The Birth Story, Part I
Seeing as how Jacob is 2 weeks old today, I thought it’d be nice to finally tell some stories from the actual day, mostly around the surprise beginning.
April 8th, we went for an 8:30 a.m. routine check-up at Dr. Norton’s office. Dr. Norton is Laureen’s OB/GYN, and she’s a fantastic doctor. We go in, and the first check is always blood pressure/pulse. Their office has a rather nifty little BP device that goes over the wrist. The arm is subsequently folded over one’s heart as if you’re reciting the pledge of allegiance. 30 seconds later, you’ve been pressured. Laureen’s numbers were high – in the range of 130/90, so they decided to recheck manually. That was even higher, so during the course of the consultation, Dr. Norton decides to send us over to the LDR at Richardson Regional Hospital for monitoring and observation. She also wants to check levels in Laureen’s blood, so they decide to do that as well. So, we go over and Laureen gets settled in to the monitors. It’s somewhat interesting — kinda like wearing two elastic belts at the same time. One ostensibly measures contractions while the other measures fetal heartbeat. Of course, Laureen gets cuffed for blood pressure as well, and everything gets fed into one unit that just continually spits out paper with recorded data on it. This was interesting to watch for about 5 minutes. After that, it was mostly a matter of ensuring that Jacob’s heartbeat was steady regardless of what else was happening.
One thing you learn rather quickly is how to shut off the alarm on the recorder unit, since that’s all that the nurses seemed to come in and do during the monitoring period. Every 15 minutes, the alarm would go off (because Laureen’s systolic number was over 90 for much of the birth), a nurse would come in and shut the alarm off, look at the monitor readout, ask if we had any questions, and then depart.
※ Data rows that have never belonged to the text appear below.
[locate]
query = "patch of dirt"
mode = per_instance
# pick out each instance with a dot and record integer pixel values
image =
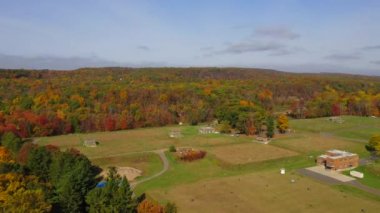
(129, 172)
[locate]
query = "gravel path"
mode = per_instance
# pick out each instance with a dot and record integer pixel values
(165, 168)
Someone came in and drew the requested blood, and it was sent to the lab for testing.
This is April 8th — ostensibly 9 days before anything interesting was supposed to happen. True to form, we hadn’t packed anything yet, because we rationalized that “there’s still time; we’ll do everything over the weekend.” Funny, huh? Laureen had a lunch date with Pam, Ricki, and Rochelle at 11:00; I was going to work after the monitoring period ended.
Around 10:30, the in-charge nurse of LDR comes in and says, “everything looks fine, we’ve just got to wait on the results of the bloodwork, and you should be able to go”. We wait about 30 more minutes, somewhat fidgety and nervous about the rest of the day. She comes back in at 11:00 a.m. and says, “well, your blood pressure’s fine, but there’s two enzyme levels in your kidneys that are high, and as a result, you’re not going home until you have this kid.”
And with that one sentence, our lives changed forever.